– Ну и ну! – проговорил Питу. – Вот уж письмо так письмо.
– Не правда ли? – переспросил Бийо.
– Да, дорогой отец, – сказала Катрин, – но я сомневаюсь, что жандармский лейтенант был того же мнения.
– Отчего это?
– Оттого, что письмо доктора Жильбера может, по-моему, повредить не только ему самому, но и вам.

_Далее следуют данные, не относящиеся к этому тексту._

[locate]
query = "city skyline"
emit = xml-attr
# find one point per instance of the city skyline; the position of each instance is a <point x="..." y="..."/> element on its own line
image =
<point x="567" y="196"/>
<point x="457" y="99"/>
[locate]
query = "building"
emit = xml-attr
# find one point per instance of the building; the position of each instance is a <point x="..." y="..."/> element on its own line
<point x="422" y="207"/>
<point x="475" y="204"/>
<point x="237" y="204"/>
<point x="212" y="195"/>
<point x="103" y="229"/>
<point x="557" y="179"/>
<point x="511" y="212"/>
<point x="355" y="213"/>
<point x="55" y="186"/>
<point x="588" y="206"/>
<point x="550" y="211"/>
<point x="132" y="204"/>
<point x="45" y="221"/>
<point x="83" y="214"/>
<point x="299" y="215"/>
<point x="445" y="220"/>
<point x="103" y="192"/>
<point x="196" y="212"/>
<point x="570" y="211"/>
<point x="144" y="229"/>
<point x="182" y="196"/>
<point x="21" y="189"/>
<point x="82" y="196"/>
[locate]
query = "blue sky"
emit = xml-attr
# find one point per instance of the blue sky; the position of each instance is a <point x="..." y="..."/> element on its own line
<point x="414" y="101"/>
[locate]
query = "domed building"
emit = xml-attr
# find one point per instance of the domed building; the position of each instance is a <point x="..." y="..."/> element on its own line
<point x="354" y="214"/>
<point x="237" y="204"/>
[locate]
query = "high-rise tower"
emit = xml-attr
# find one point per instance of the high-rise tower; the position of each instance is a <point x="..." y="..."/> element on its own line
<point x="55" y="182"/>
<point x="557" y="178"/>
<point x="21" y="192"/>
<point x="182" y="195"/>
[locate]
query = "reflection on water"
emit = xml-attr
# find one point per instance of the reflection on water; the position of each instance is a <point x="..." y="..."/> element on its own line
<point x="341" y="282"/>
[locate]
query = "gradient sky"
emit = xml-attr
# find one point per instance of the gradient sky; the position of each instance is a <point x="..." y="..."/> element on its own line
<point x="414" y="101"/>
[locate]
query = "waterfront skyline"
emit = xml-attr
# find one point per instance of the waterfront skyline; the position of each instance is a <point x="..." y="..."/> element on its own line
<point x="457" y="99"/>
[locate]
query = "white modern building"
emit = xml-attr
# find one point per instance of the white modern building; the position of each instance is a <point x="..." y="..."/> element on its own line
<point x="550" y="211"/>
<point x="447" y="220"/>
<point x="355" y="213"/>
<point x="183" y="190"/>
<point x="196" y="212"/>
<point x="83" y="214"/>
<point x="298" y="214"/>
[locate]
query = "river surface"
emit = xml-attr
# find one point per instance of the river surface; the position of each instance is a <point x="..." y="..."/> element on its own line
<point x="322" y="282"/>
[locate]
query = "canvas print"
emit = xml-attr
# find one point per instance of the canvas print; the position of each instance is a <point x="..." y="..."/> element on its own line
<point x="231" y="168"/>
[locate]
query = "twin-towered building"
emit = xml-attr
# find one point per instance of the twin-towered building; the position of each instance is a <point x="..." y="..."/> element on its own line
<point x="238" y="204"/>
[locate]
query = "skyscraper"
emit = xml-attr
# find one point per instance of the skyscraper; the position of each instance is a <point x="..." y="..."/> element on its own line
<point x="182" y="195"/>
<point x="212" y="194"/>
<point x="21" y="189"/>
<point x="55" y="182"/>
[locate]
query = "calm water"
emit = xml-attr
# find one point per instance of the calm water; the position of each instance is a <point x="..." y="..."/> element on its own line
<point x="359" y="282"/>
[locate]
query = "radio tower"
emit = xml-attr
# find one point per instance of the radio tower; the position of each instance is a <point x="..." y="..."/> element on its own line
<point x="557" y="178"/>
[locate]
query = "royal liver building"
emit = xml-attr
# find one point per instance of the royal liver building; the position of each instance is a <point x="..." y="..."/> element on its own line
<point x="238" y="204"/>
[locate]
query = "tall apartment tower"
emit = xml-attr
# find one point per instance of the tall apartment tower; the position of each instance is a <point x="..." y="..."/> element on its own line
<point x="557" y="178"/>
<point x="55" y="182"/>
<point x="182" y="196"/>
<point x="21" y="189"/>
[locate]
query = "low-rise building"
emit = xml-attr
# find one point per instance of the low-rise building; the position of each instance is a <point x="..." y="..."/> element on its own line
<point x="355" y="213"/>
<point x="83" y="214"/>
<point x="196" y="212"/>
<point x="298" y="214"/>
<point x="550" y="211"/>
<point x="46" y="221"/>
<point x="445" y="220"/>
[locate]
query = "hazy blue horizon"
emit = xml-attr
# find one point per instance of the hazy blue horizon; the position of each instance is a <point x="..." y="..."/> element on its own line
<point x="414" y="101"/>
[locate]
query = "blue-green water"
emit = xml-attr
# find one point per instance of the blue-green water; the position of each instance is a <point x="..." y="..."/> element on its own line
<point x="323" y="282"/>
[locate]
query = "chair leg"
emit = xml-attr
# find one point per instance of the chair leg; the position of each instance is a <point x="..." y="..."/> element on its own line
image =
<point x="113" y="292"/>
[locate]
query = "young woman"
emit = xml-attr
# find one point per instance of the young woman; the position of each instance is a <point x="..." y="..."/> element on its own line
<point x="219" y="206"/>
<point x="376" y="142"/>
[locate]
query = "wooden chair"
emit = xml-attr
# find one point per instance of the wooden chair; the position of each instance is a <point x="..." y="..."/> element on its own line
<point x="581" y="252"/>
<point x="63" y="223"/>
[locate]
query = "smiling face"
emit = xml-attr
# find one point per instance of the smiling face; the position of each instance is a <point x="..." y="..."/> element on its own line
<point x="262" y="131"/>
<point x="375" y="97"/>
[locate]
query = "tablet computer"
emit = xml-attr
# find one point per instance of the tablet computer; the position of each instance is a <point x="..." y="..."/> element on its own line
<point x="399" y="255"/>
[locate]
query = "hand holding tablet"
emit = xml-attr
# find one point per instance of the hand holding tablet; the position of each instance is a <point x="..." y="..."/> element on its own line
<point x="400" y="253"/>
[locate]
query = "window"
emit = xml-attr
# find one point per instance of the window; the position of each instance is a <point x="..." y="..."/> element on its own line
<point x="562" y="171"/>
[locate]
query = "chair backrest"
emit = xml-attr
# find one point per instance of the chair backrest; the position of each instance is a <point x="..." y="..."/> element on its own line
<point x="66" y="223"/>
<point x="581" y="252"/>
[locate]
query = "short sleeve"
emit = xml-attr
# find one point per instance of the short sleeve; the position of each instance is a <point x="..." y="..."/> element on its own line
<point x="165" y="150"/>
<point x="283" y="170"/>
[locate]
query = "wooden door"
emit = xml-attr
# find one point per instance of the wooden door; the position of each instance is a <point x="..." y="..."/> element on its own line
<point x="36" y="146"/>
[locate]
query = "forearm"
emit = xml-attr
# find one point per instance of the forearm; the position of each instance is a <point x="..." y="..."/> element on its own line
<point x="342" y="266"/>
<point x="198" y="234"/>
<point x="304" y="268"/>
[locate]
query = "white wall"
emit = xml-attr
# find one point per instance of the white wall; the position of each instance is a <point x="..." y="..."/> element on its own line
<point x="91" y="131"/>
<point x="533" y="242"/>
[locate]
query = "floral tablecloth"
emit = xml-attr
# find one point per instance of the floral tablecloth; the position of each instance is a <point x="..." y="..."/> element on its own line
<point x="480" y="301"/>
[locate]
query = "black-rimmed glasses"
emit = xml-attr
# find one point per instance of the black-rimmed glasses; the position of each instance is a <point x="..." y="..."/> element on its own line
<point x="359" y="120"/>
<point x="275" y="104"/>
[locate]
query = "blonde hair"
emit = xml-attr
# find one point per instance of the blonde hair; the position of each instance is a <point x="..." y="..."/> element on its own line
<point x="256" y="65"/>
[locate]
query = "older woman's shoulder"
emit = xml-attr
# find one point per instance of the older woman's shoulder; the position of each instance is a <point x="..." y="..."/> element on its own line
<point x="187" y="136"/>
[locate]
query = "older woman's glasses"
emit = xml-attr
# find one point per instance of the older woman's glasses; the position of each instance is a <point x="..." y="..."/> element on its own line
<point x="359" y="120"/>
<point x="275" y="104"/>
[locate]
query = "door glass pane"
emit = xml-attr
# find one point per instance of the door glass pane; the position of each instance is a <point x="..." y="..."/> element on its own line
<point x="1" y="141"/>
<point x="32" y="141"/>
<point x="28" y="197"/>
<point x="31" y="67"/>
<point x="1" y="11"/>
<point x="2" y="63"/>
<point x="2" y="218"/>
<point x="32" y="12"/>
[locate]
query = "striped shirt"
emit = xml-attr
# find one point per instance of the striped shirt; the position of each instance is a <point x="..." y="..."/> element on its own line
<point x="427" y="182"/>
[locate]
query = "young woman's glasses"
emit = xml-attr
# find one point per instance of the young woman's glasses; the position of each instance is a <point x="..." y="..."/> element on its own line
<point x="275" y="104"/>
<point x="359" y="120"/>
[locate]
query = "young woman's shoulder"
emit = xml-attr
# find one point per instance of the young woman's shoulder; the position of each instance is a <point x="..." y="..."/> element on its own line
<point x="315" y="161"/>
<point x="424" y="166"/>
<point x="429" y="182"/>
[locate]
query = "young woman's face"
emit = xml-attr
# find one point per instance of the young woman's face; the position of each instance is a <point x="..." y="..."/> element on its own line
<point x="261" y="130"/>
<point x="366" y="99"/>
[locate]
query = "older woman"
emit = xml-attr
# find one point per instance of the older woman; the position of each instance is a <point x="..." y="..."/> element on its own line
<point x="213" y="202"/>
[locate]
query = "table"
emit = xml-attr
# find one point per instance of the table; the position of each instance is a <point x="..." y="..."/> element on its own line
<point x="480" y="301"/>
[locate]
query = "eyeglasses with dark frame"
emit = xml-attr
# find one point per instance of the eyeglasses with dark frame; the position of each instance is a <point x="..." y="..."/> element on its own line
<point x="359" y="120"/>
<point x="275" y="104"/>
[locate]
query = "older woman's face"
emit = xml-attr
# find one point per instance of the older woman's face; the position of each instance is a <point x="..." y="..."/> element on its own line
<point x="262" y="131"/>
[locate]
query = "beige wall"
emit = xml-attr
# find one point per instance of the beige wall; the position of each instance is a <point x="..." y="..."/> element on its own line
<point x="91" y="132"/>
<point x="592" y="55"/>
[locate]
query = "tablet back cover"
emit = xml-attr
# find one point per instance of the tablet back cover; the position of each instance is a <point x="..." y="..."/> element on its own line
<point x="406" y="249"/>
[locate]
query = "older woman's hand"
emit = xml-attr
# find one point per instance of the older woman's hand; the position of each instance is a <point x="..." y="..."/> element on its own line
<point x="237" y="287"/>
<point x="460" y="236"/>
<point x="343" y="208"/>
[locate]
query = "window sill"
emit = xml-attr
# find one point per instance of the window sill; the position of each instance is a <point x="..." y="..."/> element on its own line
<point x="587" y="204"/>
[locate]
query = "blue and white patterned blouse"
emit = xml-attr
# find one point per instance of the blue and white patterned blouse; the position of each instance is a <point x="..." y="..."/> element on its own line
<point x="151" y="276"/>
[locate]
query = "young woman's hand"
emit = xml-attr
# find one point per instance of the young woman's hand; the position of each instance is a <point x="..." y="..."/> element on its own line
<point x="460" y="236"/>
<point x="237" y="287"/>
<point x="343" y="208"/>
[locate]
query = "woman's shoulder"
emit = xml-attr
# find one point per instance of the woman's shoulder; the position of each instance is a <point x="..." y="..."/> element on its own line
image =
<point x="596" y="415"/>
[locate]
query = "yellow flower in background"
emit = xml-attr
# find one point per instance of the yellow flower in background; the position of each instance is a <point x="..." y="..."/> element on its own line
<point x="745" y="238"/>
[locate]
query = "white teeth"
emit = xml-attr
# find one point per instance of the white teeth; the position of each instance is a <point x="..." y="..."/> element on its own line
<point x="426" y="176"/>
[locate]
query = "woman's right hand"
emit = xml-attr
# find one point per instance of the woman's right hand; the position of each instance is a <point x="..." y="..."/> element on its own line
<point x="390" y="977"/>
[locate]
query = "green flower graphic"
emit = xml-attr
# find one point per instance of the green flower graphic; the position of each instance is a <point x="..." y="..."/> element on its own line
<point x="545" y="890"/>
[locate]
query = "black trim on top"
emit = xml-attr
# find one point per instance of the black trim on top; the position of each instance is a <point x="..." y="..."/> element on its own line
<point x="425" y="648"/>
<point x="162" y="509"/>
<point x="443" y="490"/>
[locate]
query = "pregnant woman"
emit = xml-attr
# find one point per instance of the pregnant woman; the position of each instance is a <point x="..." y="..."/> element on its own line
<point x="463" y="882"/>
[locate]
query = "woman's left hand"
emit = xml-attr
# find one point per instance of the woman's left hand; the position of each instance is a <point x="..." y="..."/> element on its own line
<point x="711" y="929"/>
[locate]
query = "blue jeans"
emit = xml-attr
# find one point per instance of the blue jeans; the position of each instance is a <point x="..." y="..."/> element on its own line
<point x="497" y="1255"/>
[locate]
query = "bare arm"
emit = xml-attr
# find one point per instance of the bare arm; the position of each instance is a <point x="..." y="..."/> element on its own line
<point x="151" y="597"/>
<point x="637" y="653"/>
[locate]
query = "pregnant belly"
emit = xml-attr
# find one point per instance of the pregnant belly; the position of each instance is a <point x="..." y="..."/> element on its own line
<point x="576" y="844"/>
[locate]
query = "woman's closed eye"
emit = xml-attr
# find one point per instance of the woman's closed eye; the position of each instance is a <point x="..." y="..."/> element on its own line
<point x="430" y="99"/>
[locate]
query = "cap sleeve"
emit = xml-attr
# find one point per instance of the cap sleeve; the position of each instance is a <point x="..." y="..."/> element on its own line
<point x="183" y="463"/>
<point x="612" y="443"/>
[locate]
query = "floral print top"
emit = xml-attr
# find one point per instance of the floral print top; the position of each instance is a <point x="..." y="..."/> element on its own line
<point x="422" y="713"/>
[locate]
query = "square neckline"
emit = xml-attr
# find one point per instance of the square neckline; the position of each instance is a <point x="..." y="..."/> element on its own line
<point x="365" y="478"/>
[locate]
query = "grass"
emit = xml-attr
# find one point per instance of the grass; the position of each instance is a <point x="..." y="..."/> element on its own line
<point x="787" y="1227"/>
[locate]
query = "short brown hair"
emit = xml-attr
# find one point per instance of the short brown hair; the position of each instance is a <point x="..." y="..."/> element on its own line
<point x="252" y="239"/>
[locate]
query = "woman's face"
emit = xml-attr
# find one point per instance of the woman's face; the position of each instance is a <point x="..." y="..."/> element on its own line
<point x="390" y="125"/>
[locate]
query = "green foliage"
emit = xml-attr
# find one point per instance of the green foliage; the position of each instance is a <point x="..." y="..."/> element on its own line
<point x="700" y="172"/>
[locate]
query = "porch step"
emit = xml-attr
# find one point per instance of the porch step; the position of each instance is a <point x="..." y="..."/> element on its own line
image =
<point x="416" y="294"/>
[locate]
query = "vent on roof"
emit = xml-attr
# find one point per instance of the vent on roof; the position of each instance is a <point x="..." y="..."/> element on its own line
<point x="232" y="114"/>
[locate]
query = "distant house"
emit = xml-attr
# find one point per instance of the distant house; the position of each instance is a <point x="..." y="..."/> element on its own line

– Ладно, – сказал Бийо, – что с тобой толковать, ты известная трусиха. Как бы там ни было, вот брошюра, а вот и дело для тебя, Питу. По вечерам ты будешь читать ее нам.
– А днем?
– А днем будешь пасти овец и коров. Вот тебе брошюра.
И фермер достал из седельной кобуры одну из тех брошюрок в красной обложке, какие во множестве публиковались в то время с разрешения властей либо без оного.
В последнем случае, правда, автор рисковал отправиться на галеры.
– Прочти-ка мне название, Питу, чтобы я по крайней мере знал, о чем тут речь. Остальное ты прочтешь мне позже.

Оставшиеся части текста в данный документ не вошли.